A planned maintenance programme involves a detailed element by element inspection of a building or property and the subsequent compilation of a plan for strategically attending to maintenance or repair works. This is typically used for budgeting purposes or in the case of leased properties also as a means of mitigating dilapidations liabilities.
It is of importance where buildings are large and where a number of flat leaseholders or commercial property leaseholders contribute to maintenance costs.
Owners and managers of small, medium and large businesses are often not experts in property repair and benefit from outsourcing this function to a Chartered Surveyor, allowing them to devote their time to business management. Also, buy-to-let investors also often do not have the time and expertise to deal with buildings maintenance and may live many miles away from their investment property.
As part of this service we would provide:
- Carrying out preliminary discussions with the Client on the proposed programme to ensure the Clients priorities and management criteria are fully understood and satisfied.
- Carrying out a detailed element by element survey of the property
- Arrangement for the inspection of the communal building services such as lifts, hot and cold water supplies, heating, ventilation, electricity supply and drains by Specialist consultants.
- Preparing a report together with costings for each repair, prioritised in respect of the repairs urgency and their overall effect on the building and its occupants.
- Preparation of a programme of repairs, taking account of cyclical maintenance. Provision of a final programme in electronic format enabling the programme to be revised on an annual basis.
- When the plan has been adopted we can advise of its implication together with preparing Specifications for the work, obtaining tenders from suitable Contractors and carrying out the contract administration process.
Many commercial leases provide for the leaseholder to carry out repairs and to redecorate at specified intervals. Others provide for freeholders to arrange repairs at the leaseholder’s expense.
Business managers often place the planning of such work low on their priority list.
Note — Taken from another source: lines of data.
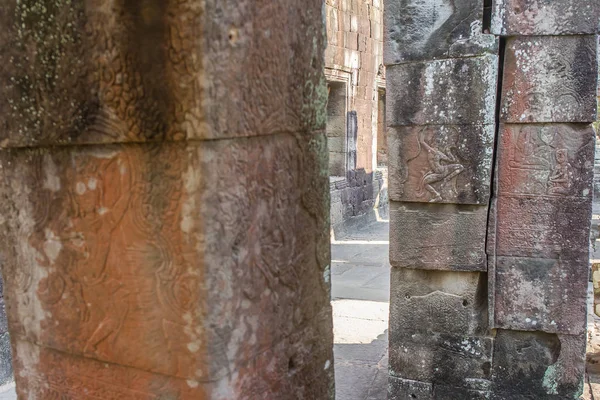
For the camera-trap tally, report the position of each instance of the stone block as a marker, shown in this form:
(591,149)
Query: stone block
(441,163)
(161,72)
(425,30)
(445,392)
(440,358)
(438,236)
(535,365)
(545,17)
(550,79)
(545,177)
(404,389)
(555,160)
(424,301)
(110,251)
(545,295)
(443,92)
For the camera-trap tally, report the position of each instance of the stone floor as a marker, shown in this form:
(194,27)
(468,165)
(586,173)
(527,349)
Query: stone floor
(360,299)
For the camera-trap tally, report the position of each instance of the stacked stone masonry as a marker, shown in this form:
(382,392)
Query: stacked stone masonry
(165,198)
(489,246)
(356,112)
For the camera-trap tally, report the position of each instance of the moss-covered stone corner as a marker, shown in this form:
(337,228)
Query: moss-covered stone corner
(45,91)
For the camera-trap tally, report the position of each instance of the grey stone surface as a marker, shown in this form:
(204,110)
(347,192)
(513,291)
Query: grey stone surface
(454,91)
(440,358)
(438,236)
(441,163)
(424,30)
(550,79)
(360,277)
(540,295)
(437,301)
(533,365)
(545,17)
(405,389)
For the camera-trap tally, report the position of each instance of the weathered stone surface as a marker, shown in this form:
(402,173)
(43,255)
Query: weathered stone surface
(540,295)
(544,17)
(110,251)
(438,236)
(160,70)
(450,302)
(426,30)
(440,163)
(404,389)
(439,357)
(455,91)
(545,175)
(445,392)
(533,365)
(550,79)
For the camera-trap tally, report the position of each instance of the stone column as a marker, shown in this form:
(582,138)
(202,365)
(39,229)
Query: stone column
(441,104)
(539,228)
(165,198)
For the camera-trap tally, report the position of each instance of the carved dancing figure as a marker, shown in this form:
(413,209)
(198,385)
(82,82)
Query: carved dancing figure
(560,179)
(443,167)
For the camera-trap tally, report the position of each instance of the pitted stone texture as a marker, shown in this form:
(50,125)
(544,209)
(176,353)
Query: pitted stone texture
(545,176)
(160,70)
(534,365)
(550,79)
(540,295)
(545,17)
(438,236)
(441,163)
(425,30)
(113,250)
(440,358)
(455,91)
(405,389)
(437,301)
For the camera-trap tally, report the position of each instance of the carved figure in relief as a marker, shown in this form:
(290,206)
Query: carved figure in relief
(101,197)
(443,168)
(528,152)
(561,178)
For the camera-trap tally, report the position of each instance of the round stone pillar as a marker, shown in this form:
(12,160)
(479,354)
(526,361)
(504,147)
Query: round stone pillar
(165,198)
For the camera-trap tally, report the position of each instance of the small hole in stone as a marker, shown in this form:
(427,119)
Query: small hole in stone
(291,365)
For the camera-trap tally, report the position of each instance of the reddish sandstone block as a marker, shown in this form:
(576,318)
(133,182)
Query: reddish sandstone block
(545,17)
(427,30)
(441,164)
(550,79)
(543,206)
(161,69)
(438,236)
(146,257)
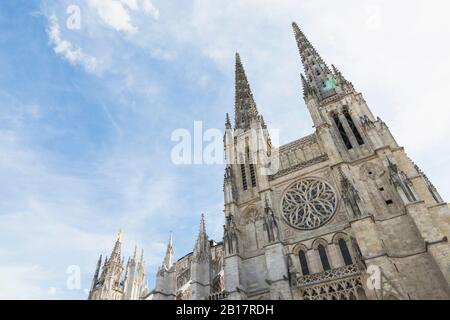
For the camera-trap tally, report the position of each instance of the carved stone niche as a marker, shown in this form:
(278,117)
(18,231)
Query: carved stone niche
(371,171)
(309,203)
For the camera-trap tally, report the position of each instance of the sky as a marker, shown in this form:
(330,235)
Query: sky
(88,107)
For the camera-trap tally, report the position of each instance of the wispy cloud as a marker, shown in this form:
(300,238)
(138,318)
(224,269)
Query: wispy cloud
(66,49)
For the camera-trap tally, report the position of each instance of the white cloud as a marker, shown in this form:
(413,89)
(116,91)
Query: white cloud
(24,282)
(114,13)
(117,13)
(65,48)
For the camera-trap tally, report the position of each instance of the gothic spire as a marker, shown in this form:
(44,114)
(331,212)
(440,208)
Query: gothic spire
(319,75)
(245,106)
(227,121)
(201,249)
(168,259)
(115,254)
(97,270)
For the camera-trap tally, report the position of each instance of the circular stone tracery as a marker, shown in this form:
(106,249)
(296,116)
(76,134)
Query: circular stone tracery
(309,204)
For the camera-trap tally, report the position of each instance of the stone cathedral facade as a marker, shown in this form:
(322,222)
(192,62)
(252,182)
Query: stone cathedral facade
(346,215)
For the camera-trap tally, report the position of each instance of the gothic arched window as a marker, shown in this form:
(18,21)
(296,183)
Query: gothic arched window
(323,257)
(345,253)
(303,262)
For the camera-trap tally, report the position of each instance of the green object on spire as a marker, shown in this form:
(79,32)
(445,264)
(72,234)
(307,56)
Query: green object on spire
(330,84)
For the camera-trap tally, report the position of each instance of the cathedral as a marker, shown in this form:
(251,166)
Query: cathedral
(341,214)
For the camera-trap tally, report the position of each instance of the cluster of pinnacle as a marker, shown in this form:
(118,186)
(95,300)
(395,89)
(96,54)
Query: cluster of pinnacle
(315,69)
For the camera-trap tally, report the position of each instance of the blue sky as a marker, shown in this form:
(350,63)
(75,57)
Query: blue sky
(86,115)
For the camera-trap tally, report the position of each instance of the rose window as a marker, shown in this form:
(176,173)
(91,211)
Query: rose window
(309,204)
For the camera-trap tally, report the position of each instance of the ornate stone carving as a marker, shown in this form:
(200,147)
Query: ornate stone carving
(271,224)
(309,204)
(371,171)
(230,239)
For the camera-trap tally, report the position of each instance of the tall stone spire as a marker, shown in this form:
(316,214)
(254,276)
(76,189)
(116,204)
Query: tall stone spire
(201,249)
(96,276)
(245,106)
(115,254)
(227,121)
(319,77)
(168,259)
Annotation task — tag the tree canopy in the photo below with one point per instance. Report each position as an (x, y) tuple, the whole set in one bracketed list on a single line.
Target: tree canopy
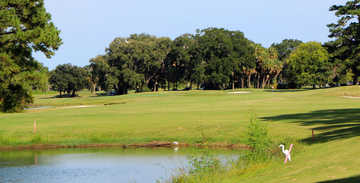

This may culminate in the landlord serving a Schedule of Dilapidations on the leaseholder. This may be costly because most leases provide for the leaseholder to pay surveyors and solicitors fees for preparation and service of schedules.
The repairs and maintenance require early planning to ensure that the terms of the lease are fully complied with. In the case of Dilapidations works at the end of a lease it is prudent to complete the works prior to termination to ensure that the leaseholders interests are protected.